The International Crisis Group (ICG) reported, the War in Afghanistan will intensify in 2018 as the Afghan government failed to hold parliamentary election on time and that president Ghani accused by his critics of monopolizing power.
The report also indicates that New US strategy faces serious obstacles. While hitting the Taliban harder might bring tactical gains, it is unlikely to change the war’s course or the incentives of a locally rooted and potent insurgency. Besides, between 2009 and 2012, the Taliban withstood more than 100,000 U.S. troops.
The strategy also underplays regional shifts. Thus far, U.S. regional diplomacy has centered on pressuring Pakistan; yet the calculations that motivate Islamabad’s support for the insurgency are unlikely to change.
According to the report, battlefield losses in the past have not impacted Taliban leaders’ willingness to negotiate.
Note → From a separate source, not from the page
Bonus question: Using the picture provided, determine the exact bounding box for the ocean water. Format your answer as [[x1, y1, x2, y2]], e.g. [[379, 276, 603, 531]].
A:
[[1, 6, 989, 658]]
The other part of the report focused on Afghan elections (a parliamentary poll is slated for July 2018; a presidential vote is due in 2019) which will suck oxygen from the military campaign against the insurgency. Every vote since 2004 has ignited some form of crisis, and political discord today is particularly severe, with President Ashraf Ghani accused by his critics of monopolizing power in the hands of a few advisors.
The report suggest U.S. allies in Afghanistan to push for a greater diplomatic political component to the U.S. strategy. As it stands, that strategy sets the stage for more violence while closing avenues for de-escalation.
According to ICG report, if the upcoming conflicts do not be prevented, Afghan civilians will pay the price.